Michael - This is an exciting result as traditional chemotherapy kills both the leukemia cells and the healthy blood cells. The job of those healthy blood cells is to keep the rest of the body healthy, so losing them can be fatal. Selective impairment of just the leukemia cells seems promising... so how exactly were the leukemia cells affected?

Mick - In addition to their numbers, their general function is definitely reduced. We just don’t know mechanistically how this is happening. It wasn’t just about you have 100 cells and you went down to 50, those 50 cells that are remaining, if you waited long enough, were very debilitated, they were very weak 50 cells. They didn’t grow as fast as they normally would have, so I think it’s both the quantity and quality of those leukemic cells.

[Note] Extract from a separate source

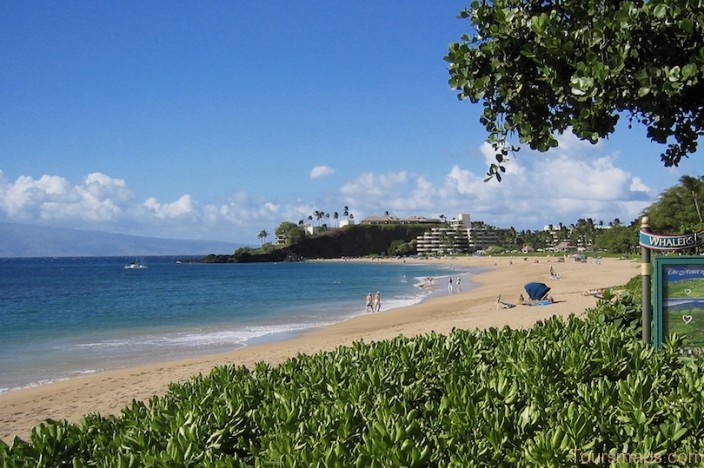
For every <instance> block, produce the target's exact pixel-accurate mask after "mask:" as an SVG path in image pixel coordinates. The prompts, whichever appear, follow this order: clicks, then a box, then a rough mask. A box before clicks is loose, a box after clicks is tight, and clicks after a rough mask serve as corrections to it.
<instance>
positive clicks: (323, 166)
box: [310, 166, 335, 179]
mask: <svg viewBox="0 0 704 468" xmlns="http://www.w3.org/2000/svg"><path fill="white" fill-rule="evenodd" d="M334 173H335V169H333V168H332V167H330V166H315V167H314V168H313V169H311V170H310V178H311V179H317V178H319V177H327V176H331V175H333V174H334Z"/></svg>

Michael - This dual effect on both the number and function of the leukemia cells should, in theory, help prevent the cancer from spreading. So were these mice cured of cancer?

Mick - We never let the experiments go to the point where we’re trying to cure the mice, we’re just looking for general effects. We have taken some mice out a little bit longer, meaning we would give them the drug for two weeks, but then we would wait longer. We do have some mice that we didn’t report in the paper that actually had no leukemia at all. Whether that is curing them of leukemia or not, we could only be speculating at this point because it’s going to be a very different scenario in patients which, I think, we’re very anxious to go to that next step.

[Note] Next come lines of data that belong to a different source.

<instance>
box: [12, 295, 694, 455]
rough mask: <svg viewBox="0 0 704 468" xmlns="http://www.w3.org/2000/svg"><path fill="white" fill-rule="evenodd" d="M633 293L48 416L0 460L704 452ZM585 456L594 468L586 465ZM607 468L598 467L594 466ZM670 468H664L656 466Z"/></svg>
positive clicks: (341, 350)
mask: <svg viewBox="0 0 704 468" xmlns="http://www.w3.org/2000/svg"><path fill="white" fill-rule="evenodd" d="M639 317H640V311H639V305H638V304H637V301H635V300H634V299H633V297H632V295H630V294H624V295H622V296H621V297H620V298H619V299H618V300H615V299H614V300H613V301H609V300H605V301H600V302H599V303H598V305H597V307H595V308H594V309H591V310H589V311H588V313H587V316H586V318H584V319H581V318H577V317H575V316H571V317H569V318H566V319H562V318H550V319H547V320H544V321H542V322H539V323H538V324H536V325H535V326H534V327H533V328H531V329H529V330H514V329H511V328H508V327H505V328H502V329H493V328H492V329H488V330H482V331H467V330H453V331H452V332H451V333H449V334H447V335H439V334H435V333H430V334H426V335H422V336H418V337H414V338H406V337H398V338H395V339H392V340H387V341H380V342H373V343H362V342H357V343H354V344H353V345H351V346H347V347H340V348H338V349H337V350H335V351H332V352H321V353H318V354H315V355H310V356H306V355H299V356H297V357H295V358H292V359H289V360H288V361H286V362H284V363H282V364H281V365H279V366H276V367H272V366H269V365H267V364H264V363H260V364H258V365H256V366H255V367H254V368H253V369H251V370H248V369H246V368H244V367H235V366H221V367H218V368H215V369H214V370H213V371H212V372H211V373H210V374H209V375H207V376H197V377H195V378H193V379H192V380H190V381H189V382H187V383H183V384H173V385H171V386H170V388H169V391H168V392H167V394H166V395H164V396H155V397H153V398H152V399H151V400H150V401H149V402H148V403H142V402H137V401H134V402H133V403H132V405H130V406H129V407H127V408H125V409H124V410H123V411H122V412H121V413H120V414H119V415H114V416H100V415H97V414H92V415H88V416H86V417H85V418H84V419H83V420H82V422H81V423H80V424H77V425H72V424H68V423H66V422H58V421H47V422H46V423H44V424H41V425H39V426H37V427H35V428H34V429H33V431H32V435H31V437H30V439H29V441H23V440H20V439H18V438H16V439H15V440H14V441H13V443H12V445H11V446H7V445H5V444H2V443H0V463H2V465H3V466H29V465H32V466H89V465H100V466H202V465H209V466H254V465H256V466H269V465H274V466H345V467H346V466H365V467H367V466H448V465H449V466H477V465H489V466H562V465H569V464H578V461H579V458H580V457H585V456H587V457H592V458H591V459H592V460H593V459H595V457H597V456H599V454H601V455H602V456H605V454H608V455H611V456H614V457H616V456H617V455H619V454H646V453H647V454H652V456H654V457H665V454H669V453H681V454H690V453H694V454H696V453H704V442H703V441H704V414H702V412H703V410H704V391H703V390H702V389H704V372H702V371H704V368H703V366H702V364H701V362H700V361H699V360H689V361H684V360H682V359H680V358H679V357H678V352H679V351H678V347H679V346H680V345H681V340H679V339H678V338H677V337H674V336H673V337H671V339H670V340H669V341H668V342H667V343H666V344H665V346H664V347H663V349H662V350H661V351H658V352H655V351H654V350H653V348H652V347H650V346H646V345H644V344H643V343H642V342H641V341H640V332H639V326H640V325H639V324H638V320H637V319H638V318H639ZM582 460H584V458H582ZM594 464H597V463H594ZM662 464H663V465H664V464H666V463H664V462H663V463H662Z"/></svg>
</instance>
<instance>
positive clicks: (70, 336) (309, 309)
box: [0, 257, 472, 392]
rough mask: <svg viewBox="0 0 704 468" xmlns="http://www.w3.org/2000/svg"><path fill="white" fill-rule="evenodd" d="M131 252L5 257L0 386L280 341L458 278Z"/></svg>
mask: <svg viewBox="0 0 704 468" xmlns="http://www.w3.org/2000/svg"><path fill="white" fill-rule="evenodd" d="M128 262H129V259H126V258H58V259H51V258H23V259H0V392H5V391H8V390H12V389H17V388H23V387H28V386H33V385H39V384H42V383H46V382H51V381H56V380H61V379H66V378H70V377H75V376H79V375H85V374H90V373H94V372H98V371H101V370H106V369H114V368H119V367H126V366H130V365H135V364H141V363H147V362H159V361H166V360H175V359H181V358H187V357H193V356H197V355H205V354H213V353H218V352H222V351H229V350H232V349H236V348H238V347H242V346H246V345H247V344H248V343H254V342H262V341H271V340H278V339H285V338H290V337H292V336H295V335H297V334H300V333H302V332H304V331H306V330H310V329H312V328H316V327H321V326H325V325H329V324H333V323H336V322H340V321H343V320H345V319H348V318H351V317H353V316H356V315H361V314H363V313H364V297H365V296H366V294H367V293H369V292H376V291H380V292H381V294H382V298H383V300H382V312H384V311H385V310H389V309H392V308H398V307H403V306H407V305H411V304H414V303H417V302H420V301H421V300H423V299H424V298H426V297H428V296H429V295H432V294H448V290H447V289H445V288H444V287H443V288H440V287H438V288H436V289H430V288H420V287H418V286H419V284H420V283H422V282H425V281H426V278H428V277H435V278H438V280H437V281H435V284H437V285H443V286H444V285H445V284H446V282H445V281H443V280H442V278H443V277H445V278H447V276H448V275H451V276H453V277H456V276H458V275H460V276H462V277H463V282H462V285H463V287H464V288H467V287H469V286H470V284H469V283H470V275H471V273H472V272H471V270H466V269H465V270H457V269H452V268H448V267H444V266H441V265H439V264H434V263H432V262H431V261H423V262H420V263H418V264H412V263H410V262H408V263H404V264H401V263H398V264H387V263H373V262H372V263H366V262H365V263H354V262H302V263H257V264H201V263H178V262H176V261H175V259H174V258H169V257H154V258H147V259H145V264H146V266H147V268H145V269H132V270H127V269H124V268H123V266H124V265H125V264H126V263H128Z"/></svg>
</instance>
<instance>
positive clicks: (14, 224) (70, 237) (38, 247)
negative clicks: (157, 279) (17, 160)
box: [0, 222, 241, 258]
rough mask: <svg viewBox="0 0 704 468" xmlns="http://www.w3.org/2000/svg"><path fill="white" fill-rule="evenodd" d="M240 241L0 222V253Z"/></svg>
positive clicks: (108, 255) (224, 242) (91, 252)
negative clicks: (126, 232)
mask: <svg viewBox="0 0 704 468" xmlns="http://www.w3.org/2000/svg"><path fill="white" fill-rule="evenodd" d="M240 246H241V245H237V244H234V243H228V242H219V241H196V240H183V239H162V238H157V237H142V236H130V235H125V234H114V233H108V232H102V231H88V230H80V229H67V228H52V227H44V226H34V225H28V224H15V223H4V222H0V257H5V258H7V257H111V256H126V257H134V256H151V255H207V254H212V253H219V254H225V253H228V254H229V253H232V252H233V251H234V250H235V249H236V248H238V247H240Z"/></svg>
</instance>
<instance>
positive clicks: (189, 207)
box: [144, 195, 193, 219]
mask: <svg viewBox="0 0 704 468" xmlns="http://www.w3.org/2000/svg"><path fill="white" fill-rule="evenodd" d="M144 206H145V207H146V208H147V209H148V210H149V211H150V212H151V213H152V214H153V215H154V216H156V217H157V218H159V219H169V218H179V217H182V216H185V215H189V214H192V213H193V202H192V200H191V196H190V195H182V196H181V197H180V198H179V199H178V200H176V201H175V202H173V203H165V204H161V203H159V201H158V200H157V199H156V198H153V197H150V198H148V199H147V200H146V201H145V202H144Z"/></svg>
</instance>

Michael - So often, promising therapies in animal models fail to make it to the bedside of patients, so what challenges lay ahead for this discovery to make that next step?

Mick - I think the main challenges we’ll probably face will not be much different than other drugs. A drug that’s being repurposed has to be produced by a manufacturer. We have to have some sort of level of sponsorship. Getting the sponsorship, getting the funding, and then getting the organisation of all of the nurses, the physicians, clinical sites to be able to bring in the patients in and do a trial where we’ve got good numbers and we can draw conclusions.